Bu Dela membuka matanya sebentar, lalu menatap Dika beberapa saat. Makna di luar misteri ini, bukan berarti selain pinggang, tidak ada yang lain. Bu Dela malu sekaligus kesal.
Bu Dela meremas lengan Dika dengan keras.
Dika menyeringai dan tampak tidak berdaya. Dia tidak mencoba mempersempit jarak antara guru dan siswa dan mencoba untuk mencapai koeksistensi damai antara guru dan siswa.
Vino tiba-tiba merasa ingin menangis.
Dia tidak menikmati makan malam dengan cahaya lilin malam ini, dan dia disergap oleh si pembunuh. Tidak hanya itu, dia sekarang terbaring di atas kapal yang dingin, dan dia harus melihat pasangan lawan main mata.
Sedih sekali.
"Waktunya hampir tiba." Dika tiba-tiba mengangkat kepalanya untuk melihat Vino, dan berkata dengan penuh semangat, "Sekarang kamu perlahan-lahan gerakkan tubuhmu dan berjalanlah ke arah kami."
Vino mengangguk dengan cepat.
Masalahnya sekarang, dia hanya bisa mematuhi perintah Dika.
Bagaimanapun, jika bukan karena tembakan Dika barusan, dia akan menjadi mayat yang dingin.

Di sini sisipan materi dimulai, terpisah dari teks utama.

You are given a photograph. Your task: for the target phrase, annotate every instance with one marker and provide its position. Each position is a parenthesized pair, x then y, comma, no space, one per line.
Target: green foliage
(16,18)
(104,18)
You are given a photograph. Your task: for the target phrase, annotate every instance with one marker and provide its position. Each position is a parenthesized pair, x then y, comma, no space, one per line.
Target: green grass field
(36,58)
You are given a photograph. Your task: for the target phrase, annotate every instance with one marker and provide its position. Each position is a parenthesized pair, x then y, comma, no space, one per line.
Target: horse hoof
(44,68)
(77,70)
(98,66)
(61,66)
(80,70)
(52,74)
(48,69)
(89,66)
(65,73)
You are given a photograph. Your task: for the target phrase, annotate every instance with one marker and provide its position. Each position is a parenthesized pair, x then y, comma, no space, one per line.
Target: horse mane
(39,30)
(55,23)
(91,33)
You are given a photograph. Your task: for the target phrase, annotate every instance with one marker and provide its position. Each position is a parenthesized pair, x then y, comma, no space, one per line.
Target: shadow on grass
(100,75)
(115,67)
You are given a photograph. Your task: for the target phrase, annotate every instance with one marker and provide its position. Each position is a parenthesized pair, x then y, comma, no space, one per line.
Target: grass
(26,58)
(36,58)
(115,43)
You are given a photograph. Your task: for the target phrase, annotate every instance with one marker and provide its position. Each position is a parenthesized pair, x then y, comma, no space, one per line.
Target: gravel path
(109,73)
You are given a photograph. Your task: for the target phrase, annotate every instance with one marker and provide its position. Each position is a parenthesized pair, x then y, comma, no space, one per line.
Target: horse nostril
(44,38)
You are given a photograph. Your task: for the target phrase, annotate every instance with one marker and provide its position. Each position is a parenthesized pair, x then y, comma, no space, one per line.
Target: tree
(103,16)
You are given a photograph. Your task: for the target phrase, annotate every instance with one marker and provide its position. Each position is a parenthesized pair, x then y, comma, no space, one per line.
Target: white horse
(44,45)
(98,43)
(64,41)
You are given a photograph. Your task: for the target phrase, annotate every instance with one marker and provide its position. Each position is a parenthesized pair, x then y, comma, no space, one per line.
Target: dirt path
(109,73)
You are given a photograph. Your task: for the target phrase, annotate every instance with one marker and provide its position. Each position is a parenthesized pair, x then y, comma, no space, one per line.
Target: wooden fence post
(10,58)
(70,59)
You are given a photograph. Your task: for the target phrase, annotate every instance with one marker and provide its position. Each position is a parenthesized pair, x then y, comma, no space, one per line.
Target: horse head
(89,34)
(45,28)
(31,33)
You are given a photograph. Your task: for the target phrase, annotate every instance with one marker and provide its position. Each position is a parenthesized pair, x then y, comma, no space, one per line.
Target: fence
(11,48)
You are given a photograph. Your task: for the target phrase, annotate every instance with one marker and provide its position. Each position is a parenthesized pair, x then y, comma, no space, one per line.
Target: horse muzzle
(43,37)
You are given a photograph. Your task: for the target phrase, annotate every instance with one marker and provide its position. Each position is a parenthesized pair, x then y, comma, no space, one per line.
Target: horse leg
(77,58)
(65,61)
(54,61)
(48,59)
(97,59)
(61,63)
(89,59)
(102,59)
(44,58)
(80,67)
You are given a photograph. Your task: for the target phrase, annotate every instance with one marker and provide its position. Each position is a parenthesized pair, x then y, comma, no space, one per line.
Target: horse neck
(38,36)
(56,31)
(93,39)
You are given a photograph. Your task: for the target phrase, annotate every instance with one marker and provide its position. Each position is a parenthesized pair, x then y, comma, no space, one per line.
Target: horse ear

Vino merangkak perlahan, "Lalu apa?"
"Aku akan melindungimu." Dika berkata pelan, "Aku akan pergi ke tempatmu tadi, dan aku akan berdiri dan lari nanti. Ingat, saat aku pindah, kamu akan berbalik dari sini dan melompati sungai dan melarikan diri. Aku bisa, aku hanya bisa membantumu di sini. "
Begitu kata-kata itu jatuh, kulit Bu Dela tiba-tiba berubah.
"Mustahil!" Bu Dela berseru dengan cemas, "Jika kamu melakukan ini, bukankah kamu akan dalam kondisi yang sangat berbahaya?"
Vino juga memandang Dika dengan mata yang rumit, dan berhenti berbicara.
"Kita tidak bisa menunggu lagi, jika tidak, begitu pembunuh membuat langkah selanjutnya, kita akan menjadi lebih rentan." Dika berkata dengan sungguh-sungguh, "Anda tetap di sini, jangan bergerak!"
Bu Dela masih ingin berbicara.
"Jangan bicara lagi!" Dika sudah menyesap dengan suara dingin, dengan ketegasan tak terbantahkan dalam nadanya.
Tubuh Dika dengan cepat datang dengan tenang ke lokasi di mana Vino baru saja mengintai.
Mengambil napas.
Mata Dika menunjukkan semburan kepercayaan.
Dia bisa merasakan nafas berbahaya mengikuti kapal, dan penembak jitu pasti ada di dekatnya.
Namun, pada jarak seperti itu, jika Anda ingin membidik diri sendiri dan menembak-
"Meskipun aku sudah melakukan banyak hal selama setahun, Tulangku belum cukup kuat." Dika bergumam pada dirinya sendiri, dan mengangguk ke arah Vino di kejauhan.
Siap!
Sosok Dika tiba-tiba melonjak
Pada saat ini, hati Bu Dela langsung terasa terguncang.